The mayor of the XIIIe arrondissement (council) of Paris, Jérôme Coumet, submitted a proposal earlier this week to rename four of the streets surrounding the newly built Halles Freyssinet, a tech hub slated to open at the end of 2016.
For one of them, he decided on “Rue Steve Jobs” to honor the tech visionary and iPhone inventor who died in 2011 — a nod to Jobs’ entrepreneurial acumen and his “impact on the development of personal computing,” according to a spokesperson for Coumet.
The other three streets will be named after gay English mathematician and cryptanalyst Alan Turing, US computer programming pioneer Grace Murray Hopper and French engineer Eugene Freyssinet, the invention of prestressing.

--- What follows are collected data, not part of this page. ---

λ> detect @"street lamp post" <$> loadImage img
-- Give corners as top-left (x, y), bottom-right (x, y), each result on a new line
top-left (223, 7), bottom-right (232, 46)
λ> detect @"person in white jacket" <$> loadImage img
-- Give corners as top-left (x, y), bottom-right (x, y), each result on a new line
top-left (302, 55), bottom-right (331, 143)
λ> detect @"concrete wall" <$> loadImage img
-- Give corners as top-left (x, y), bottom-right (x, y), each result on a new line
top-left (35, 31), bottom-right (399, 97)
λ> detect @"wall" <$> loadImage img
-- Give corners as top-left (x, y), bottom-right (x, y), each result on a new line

But leftist members of the city council were dismayed by the Jobs pick and vocally expressed their opposition to a decision they said was pushed by “right-wing” elected officials.
The choice of Steve Jobs is controversial, members of far-left coalition Front de Gauche explain on their website, because Paris is trying to promote parity in street names.
“Too long women have been the great forgotten of history. This injustice can and must be remedied by giving them priority in new denominations” reads a statement on the website.
“But the choice of Steve Jobs is even worse considering the reality of his legacy.”
They denounced the working conditions and low wages of Apple factory workers in China along with the company’s alleged illegal tax optimization practices in Europe. (In August, the E.U. ruled that Apple would have to pay more than $14.5 billion in back taxes to Ireland, after it was found that the company paid close to zero taxes there for 11 years.)
They would instead prefer to see the street named after Ada Lovelace, the English woman and writer who’s been described by some as the first computer programmer.